"Grrmm AYAH! Kayanya kalo sehari aja ga buat Bara tersakiti tuh aneh!" Bara bangkit menatap Antha tajam.
"Kamu itu ya, jadi suami gimana sih ga becus. Ya inisiatif dong dari sekarang cari tau orang tuanya Rindu , gitu gitu juga mertua kamu." Balas Antha.
"Bara becus kok! Buktinya Rindu selalu puas kalo Bara ajak olahraga malem iyuwh!" Usai berujar Bara bergegas lari menuju kamar saat melihat Antha sudah ancang-ancang akan melempar satu sendalnya lagi pada Bara.
"Ibu juga selalu puas ya kalo ayah ajak olahraga! Ga cuma kamu doang huuuu!!" Teriak Antha membuat Bara yang sudah mencapai pertengahan tanggapun terdiam membalik badan menatap ayahnya.
"Ayah udah tua! Sadar diri dong!! Udah punya cucu tiga otw empat masih suka mompa ibu! Dasar tua tua ga tau diri iyuwh!!" Balas Bara tak kalah teriak.
"Ayah masih muda ya! Awas kamu!!"
"Mana ada masih muda tapi gampang encokkan iyuwh!" Bara kembali berlari saat Antha bangun dari duduknya menatap tajam Bara.
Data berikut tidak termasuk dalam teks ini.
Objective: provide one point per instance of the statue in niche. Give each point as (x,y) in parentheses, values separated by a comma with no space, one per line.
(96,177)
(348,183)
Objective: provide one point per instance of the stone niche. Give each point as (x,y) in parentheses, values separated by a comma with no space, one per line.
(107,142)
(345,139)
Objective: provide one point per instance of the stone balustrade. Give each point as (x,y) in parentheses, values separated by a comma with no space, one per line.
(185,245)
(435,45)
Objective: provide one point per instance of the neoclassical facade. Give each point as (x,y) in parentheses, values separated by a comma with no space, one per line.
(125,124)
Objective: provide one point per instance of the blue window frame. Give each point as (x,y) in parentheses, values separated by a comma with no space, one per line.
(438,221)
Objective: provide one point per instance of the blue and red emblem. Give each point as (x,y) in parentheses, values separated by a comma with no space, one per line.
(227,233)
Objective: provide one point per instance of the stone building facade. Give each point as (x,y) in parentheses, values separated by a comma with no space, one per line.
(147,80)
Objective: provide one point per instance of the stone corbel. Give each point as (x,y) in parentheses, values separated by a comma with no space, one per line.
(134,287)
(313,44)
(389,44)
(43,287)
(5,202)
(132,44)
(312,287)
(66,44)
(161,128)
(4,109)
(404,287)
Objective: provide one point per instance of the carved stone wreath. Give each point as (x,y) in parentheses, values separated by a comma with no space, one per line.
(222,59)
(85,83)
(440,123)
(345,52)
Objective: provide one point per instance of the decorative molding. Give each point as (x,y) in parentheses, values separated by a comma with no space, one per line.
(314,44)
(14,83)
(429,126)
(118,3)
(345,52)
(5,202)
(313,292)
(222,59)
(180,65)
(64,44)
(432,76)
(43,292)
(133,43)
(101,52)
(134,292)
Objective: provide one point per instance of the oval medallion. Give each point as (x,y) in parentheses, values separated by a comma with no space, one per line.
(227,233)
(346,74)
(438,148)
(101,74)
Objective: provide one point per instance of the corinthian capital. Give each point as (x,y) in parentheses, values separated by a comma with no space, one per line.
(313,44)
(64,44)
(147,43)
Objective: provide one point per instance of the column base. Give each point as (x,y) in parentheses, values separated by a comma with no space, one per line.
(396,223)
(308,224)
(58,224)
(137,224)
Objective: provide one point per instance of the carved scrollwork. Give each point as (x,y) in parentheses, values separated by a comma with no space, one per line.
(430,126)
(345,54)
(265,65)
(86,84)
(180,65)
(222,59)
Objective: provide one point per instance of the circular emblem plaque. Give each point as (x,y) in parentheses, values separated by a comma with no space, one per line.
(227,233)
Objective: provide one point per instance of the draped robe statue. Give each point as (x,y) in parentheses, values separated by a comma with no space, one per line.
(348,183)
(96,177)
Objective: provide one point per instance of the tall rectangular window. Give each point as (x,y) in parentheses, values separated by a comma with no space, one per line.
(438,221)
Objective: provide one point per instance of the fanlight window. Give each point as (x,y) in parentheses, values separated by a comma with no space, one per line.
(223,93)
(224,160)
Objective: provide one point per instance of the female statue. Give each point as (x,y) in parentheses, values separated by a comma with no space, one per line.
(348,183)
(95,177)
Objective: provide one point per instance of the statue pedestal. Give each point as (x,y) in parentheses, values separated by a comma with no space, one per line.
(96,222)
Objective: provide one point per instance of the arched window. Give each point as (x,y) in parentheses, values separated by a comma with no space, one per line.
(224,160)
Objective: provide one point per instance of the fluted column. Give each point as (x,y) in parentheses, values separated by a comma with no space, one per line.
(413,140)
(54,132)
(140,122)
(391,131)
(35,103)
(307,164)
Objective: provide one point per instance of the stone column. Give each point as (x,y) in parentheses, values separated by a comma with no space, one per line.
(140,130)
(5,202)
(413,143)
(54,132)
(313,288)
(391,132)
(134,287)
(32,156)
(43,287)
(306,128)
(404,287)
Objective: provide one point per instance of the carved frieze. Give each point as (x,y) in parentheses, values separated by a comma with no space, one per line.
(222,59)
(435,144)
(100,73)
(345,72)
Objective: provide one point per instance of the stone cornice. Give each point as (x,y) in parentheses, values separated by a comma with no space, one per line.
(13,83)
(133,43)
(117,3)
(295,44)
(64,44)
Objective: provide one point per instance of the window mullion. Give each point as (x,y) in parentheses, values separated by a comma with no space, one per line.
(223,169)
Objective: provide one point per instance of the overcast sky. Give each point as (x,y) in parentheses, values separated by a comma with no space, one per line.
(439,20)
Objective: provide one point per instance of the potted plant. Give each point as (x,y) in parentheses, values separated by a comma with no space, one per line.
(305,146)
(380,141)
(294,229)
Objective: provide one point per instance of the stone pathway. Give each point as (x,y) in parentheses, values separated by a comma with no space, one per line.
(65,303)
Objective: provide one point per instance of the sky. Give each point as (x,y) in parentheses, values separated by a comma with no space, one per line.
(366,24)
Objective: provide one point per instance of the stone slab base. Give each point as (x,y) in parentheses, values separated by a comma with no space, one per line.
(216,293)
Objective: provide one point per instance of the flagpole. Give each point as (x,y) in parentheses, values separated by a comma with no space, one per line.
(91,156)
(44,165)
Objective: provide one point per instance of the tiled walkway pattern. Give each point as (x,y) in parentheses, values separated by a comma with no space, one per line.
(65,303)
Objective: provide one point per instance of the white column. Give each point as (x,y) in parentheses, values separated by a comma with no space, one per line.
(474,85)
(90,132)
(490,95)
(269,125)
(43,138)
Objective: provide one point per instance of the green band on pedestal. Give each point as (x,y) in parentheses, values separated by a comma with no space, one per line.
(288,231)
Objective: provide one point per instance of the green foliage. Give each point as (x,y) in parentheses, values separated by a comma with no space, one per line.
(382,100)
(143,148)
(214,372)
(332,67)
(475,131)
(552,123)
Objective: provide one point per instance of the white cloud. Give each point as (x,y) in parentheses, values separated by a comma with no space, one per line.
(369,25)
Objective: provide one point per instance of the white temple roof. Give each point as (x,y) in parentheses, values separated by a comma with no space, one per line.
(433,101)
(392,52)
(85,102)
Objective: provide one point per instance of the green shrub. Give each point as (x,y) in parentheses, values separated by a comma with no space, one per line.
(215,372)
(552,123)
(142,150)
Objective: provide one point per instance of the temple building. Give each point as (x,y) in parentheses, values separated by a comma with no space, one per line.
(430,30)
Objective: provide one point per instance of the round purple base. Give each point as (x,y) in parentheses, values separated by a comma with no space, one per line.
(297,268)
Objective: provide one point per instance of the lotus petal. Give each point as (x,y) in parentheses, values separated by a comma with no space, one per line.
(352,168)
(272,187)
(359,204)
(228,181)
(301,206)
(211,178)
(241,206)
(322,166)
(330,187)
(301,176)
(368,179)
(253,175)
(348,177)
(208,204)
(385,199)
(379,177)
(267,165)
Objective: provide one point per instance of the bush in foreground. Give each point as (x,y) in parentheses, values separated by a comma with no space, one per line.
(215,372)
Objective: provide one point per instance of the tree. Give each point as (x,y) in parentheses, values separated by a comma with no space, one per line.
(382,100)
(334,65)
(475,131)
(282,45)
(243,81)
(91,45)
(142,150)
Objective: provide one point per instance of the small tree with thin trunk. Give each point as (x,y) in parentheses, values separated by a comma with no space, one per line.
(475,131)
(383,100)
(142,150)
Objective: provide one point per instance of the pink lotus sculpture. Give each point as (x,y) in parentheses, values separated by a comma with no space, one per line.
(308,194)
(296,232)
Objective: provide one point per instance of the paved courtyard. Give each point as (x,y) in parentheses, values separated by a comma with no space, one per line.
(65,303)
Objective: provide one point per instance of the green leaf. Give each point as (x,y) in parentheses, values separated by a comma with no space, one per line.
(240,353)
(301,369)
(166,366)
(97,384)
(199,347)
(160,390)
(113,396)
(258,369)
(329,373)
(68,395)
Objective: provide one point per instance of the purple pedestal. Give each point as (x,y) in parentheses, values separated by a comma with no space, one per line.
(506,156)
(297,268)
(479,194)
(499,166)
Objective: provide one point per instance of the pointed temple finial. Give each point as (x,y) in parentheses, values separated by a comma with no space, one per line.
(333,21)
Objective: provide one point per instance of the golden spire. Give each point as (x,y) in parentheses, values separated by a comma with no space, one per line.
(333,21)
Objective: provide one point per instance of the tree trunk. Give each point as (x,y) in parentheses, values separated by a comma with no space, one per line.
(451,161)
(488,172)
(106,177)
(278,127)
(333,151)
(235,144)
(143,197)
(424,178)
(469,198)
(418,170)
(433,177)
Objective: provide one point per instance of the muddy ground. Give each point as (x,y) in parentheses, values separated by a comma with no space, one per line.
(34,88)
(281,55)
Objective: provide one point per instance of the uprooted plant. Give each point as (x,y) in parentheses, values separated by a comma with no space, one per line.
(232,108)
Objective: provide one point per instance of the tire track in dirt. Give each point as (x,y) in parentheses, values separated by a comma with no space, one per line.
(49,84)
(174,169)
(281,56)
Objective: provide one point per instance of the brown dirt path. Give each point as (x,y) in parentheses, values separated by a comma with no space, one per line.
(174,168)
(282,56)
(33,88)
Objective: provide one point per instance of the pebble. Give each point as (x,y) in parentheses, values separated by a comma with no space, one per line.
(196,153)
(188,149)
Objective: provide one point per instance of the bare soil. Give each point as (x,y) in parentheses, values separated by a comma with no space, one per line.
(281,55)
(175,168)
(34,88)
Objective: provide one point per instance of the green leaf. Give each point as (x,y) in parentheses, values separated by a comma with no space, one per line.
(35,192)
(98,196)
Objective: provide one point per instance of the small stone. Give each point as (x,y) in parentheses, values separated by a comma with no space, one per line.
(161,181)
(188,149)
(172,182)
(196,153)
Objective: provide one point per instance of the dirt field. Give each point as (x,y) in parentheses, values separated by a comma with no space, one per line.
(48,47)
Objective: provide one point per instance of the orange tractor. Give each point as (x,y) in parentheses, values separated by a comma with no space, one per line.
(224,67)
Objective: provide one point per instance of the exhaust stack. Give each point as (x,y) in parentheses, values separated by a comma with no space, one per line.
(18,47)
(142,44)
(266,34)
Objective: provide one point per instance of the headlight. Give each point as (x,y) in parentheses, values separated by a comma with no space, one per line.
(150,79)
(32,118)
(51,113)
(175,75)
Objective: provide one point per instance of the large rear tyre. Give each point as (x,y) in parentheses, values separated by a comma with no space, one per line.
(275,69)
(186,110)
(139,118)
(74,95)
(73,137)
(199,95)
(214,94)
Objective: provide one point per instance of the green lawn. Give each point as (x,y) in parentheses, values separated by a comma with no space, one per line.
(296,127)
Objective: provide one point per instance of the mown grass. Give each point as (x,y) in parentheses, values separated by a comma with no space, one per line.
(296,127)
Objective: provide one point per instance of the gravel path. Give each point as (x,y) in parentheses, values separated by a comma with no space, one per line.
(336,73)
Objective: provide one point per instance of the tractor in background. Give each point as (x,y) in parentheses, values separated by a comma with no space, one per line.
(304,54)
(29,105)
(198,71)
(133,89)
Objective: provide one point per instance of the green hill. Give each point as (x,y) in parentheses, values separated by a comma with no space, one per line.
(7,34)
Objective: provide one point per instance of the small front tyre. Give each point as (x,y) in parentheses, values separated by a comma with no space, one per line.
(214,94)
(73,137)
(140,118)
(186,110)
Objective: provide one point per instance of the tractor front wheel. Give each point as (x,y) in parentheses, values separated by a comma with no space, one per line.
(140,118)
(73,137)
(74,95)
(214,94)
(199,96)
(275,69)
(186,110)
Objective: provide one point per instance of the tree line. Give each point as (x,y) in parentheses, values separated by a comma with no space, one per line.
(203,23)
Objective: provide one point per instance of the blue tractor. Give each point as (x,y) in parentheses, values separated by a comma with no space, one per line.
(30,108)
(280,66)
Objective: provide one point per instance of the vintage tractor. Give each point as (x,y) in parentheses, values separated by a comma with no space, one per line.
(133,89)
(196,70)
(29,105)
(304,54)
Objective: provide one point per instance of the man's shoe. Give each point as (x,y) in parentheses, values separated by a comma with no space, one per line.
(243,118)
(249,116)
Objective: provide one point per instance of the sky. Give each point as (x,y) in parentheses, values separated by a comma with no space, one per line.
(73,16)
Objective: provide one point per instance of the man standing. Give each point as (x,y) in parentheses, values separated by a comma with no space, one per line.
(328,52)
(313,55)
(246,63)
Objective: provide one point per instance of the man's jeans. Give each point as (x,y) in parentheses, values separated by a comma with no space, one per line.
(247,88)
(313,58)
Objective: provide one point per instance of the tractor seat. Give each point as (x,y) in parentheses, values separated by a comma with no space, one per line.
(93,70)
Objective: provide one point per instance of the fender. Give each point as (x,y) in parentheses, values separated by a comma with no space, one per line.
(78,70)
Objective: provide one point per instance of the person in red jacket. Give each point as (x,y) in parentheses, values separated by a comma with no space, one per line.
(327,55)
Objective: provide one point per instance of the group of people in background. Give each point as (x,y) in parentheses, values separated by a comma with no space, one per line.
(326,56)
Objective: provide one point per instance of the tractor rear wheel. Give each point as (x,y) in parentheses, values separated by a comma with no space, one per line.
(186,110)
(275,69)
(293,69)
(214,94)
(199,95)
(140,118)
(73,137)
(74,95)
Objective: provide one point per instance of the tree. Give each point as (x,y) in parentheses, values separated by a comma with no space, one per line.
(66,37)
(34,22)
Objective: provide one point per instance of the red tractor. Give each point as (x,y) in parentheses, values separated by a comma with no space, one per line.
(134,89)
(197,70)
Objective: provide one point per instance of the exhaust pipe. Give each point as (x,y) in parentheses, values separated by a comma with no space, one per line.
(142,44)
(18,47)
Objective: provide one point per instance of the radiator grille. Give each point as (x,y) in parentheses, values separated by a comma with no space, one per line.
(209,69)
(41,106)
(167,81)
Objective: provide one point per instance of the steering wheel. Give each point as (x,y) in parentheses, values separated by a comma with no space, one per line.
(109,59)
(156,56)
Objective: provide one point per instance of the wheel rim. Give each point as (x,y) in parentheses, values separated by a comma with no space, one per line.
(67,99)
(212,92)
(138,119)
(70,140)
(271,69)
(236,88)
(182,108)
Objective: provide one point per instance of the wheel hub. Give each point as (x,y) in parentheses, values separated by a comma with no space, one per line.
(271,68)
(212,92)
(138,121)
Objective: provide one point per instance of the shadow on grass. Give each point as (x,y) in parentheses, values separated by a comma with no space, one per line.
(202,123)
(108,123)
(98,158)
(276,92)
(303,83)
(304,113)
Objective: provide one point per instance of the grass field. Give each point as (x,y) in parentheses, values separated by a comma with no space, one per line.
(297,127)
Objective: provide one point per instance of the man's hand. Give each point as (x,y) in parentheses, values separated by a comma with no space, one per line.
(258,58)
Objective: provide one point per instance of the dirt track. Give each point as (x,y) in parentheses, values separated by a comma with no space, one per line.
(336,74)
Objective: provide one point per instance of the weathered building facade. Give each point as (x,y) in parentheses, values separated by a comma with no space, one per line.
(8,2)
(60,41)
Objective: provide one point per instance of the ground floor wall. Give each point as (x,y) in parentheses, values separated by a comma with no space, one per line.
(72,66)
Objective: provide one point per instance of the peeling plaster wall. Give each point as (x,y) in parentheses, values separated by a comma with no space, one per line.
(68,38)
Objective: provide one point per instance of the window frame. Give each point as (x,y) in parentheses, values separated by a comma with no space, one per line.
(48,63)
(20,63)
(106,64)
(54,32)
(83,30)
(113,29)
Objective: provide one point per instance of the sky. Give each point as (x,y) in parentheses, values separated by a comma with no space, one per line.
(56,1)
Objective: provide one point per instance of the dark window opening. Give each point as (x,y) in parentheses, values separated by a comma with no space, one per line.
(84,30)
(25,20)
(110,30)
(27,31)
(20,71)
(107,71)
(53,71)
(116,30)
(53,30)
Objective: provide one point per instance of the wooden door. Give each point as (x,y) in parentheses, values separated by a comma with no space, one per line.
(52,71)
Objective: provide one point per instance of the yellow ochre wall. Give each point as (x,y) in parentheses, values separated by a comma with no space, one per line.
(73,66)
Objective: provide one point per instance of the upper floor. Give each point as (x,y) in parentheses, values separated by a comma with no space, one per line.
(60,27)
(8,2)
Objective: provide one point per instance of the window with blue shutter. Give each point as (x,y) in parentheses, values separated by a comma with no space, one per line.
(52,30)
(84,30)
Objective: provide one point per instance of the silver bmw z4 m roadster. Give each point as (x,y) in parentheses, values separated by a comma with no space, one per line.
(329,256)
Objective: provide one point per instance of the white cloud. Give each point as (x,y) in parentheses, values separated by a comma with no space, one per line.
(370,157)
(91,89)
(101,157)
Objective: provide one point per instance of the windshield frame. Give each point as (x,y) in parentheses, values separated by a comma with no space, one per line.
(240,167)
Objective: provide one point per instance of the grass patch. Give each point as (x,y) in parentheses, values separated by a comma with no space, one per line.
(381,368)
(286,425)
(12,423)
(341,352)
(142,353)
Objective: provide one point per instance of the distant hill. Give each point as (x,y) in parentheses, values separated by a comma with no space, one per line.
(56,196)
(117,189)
"Dasar anak cetaaaann!!" Teriak Antha kesal.
"Cetannya Ayah!!" Balas Bara tak kalah teriak dari lantai atas membuat Antha geram.
Bagaimana tidak geram? Anak sulungnya itu melempar boomerang membuatnya diam telak. Ia memanggil Bara anak cetan sama aja dengan menyebut jika dirinya cetan bukan? Anthapun kembali terduduk disamping Safira yang hanya menatap jengah.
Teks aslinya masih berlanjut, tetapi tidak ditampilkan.